The Glassblower of Murano - Marina Fiorato [88]
Vittoria can wait. For now I want his opinion as a professional.
She went on to speak of Padovani, of her researches in the Sansoviniana. Leonora freed the much-read letter, and handed it to Alessandro. The shadow of the Bridge of Sighs dipped them in darkness and with a quizzical arch of the brow, he began to read, waiting only for the shadow of the bridge to pass.
CHAPTER 31
The Piombi
Giacomo walked over the Bridge of Sighs with the shuffling steps of terror.Through the fine lattice of the windows he looked what may be his last on the Riva degli Schiavoni, where Carnevale was in full swing. The passage was small and airless after the massive rooms in which he had been questioned with their magnificence of frescoed gilt. He knew that this was no mere accident but design. The condemned man leaving light and space and warmth to enter the crushing damp darkness of that most dreaded place - the Piombi prison. Named for the leads that slated the roofs, he knew as well as every citizen of Venice that no one left the fabled prison alive.
The perspiration of fear sat between the old man's shoulder blades. His terror had begun last night when they had taken him, and washed over him in waves all day as he had been questioned, relentlessly, by the same dark, masked figure. He looked through the last window with something akin to love for his lost city. But he did not sigh. Instead, a thin stream of urine trickled down his leg to the stone floor. The guard behind him cursed, and dropped a rag which he scuffed along with his boot, erasing the trail. The old ones always lost control at this point - they knew their days were numbered. Even a young man could quickly get lung fever from the damp of the Piombi, or be driven mad by the dark. For the old, it was assured. He gave Giacomo a vicious shove through the yawning mouth of the prison portal, and as he entered the dark a trick of memory recalled to Giacomo, word for word, the letter that they had read to him, the letter that had brought him here.
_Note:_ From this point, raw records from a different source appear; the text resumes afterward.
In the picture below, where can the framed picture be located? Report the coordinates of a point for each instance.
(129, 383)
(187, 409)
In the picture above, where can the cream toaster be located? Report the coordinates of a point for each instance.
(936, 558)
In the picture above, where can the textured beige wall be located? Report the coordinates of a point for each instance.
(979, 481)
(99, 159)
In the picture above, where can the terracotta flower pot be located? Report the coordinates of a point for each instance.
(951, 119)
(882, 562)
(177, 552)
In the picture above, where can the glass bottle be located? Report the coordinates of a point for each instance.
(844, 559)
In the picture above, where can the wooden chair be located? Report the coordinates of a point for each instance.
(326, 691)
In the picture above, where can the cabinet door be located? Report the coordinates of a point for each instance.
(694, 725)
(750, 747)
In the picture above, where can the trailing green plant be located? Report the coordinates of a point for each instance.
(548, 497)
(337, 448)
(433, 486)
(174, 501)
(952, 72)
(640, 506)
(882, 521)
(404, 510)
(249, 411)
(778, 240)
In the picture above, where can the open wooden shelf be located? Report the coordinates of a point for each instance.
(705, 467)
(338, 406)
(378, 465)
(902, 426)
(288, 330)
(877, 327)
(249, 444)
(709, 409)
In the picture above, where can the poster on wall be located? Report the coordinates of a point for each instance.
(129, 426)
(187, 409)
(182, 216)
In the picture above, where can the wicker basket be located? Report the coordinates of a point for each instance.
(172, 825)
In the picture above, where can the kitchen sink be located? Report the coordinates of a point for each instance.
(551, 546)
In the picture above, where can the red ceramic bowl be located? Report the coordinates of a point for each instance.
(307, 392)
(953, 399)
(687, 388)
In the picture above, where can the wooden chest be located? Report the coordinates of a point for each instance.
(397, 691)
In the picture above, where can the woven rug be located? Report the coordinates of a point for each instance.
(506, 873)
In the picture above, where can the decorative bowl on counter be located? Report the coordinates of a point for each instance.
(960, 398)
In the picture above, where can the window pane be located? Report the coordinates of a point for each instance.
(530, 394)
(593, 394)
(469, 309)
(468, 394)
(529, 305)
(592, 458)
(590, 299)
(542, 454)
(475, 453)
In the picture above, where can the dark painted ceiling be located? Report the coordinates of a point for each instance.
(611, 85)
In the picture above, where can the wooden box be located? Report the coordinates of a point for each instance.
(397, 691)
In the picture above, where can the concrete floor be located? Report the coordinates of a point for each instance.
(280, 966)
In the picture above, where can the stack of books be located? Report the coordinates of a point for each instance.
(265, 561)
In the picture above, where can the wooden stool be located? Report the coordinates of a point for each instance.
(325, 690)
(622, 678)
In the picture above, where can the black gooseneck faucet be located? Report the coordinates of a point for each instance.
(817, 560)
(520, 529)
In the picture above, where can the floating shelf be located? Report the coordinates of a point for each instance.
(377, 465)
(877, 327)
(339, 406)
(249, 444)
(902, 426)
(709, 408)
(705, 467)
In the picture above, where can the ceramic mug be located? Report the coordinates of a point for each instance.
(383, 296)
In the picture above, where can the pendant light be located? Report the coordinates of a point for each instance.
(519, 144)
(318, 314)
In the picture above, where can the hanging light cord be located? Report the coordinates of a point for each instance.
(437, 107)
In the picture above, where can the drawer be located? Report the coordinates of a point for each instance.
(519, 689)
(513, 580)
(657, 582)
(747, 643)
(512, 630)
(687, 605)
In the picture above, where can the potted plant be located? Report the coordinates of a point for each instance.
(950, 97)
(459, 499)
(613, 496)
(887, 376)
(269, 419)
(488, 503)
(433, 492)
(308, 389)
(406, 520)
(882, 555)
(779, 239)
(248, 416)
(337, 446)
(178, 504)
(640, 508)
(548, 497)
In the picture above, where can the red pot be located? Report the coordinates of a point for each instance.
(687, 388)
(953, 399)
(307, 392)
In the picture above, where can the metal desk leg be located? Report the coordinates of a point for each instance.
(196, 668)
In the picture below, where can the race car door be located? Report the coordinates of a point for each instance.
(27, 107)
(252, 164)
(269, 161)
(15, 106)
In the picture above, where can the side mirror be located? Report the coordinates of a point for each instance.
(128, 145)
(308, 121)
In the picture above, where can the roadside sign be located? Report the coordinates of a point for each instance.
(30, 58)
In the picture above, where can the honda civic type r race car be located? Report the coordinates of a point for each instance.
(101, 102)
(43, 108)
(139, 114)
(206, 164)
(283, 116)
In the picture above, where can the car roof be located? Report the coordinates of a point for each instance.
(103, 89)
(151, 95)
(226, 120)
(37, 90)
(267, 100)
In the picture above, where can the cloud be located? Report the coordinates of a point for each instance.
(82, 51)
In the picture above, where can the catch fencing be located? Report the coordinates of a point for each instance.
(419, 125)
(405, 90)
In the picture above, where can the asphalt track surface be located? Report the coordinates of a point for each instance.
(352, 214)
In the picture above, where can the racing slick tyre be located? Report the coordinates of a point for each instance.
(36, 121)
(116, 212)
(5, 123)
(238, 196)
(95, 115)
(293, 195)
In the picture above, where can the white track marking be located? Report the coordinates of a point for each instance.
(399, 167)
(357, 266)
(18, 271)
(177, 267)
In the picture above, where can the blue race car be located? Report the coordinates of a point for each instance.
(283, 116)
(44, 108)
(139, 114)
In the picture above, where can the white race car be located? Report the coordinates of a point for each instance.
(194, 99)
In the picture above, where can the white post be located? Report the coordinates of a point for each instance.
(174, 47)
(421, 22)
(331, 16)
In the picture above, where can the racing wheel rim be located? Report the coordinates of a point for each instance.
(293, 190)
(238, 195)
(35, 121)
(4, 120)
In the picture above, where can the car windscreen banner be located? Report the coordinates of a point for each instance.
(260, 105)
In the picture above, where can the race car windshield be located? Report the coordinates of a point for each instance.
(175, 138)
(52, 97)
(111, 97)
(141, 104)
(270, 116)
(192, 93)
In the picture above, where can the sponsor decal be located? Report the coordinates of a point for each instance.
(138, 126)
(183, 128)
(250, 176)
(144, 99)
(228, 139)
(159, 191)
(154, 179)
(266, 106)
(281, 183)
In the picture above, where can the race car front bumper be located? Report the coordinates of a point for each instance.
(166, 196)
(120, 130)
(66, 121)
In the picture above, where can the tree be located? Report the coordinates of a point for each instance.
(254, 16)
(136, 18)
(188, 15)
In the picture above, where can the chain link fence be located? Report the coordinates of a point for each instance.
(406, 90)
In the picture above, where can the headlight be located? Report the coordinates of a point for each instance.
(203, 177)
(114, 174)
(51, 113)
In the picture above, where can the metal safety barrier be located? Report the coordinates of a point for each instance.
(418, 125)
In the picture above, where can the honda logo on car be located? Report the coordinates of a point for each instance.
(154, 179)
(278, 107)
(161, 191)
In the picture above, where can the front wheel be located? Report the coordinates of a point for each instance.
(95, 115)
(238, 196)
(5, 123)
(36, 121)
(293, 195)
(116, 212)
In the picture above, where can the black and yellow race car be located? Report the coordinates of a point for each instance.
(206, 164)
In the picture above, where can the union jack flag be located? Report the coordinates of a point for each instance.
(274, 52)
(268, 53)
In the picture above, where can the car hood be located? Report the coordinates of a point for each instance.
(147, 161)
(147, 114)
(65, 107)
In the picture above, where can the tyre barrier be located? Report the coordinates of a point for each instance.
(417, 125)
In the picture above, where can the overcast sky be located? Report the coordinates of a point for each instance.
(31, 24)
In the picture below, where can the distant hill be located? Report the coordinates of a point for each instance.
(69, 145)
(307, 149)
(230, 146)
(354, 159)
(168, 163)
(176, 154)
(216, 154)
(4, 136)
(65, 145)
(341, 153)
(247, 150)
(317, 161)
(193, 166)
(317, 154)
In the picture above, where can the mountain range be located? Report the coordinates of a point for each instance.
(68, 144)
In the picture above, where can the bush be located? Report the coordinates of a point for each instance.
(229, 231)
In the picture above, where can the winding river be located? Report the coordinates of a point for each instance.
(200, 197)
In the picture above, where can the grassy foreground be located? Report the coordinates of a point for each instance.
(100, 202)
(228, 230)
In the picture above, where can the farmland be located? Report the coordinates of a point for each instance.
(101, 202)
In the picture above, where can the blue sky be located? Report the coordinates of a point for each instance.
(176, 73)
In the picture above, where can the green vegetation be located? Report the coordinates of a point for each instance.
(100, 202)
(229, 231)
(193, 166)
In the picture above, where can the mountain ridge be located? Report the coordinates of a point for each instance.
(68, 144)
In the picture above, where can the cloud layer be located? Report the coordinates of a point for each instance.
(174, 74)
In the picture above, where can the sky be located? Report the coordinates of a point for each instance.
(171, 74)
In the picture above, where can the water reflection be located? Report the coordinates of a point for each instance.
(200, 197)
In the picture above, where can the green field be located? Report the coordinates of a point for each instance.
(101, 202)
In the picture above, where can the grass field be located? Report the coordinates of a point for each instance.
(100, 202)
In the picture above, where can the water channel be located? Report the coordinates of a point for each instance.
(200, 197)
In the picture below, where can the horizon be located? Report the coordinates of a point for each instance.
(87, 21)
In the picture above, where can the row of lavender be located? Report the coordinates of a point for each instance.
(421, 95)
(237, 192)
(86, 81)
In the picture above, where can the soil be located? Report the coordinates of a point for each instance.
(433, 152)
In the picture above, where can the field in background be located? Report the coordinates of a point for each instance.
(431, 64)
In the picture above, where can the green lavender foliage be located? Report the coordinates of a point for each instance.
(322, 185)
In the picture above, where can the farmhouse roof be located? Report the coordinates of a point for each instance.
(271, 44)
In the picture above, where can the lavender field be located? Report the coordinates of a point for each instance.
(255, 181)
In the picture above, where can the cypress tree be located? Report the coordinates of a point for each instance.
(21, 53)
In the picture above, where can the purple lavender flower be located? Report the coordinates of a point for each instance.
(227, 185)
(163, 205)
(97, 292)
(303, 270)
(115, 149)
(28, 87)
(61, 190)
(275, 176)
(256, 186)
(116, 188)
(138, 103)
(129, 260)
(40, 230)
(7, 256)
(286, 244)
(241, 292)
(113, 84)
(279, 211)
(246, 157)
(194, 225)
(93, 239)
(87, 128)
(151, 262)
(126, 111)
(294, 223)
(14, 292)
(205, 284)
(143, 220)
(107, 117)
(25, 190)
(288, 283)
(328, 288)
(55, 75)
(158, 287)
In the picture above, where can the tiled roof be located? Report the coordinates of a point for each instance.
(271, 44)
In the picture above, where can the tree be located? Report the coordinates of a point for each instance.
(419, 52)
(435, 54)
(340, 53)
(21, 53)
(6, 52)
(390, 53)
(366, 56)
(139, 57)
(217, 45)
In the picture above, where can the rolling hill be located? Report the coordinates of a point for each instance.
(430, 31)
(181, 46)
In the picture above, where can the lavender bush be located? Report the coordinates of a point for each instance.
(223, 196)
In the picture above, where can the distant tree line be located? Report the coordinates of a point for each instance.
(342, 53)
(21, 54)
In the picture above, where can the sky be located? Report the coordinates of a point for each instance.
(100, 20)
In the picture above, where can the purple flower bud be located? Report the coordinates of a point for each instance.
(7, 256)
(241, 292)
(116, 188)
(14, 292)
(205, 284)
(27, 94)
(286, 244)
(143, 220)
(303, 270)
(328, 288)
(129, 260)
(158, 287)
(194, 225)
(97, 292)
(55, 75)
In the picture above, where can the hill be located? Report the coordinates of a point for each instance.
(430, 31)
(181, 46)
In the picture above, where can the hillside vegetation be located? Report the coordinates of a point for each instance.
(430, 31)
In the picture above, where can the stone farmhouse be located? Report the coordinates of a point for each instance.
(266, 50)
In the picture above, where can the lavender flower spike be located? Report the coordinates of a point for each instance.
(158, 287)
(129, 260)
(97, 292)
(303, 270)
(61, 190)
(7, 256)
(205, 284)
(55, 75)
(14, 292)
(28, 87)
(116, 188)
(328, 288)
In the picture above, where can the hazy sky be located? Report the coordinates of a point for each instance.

Most esteemed and excellent Doge, Duke of the Republic of Venice, Seneschal of the Three Islands and Emperor of Constantinople,
Lately summering, at your Excellency's pleasure, at the court of His Majesty Louis XIV of France, I have today made an unsettling discovery which may pertain to the security of one of our trading monopolies. This discovery touches on the mirror work which His Majesty has commissioned for the decoration of his new palace here at Versailles, where I am newly quartered.
I will tax your Excellency's patience no longer but say, in brief, that it is my belief that a citizen of our own fair Republic is assisting the French with their labours. Excellency, I must write that I believe the traitor to be one of our own Murano glassmakers (so fine is the work) who is even now unburdening the secrets of our Guilds to the foreign craftsmen.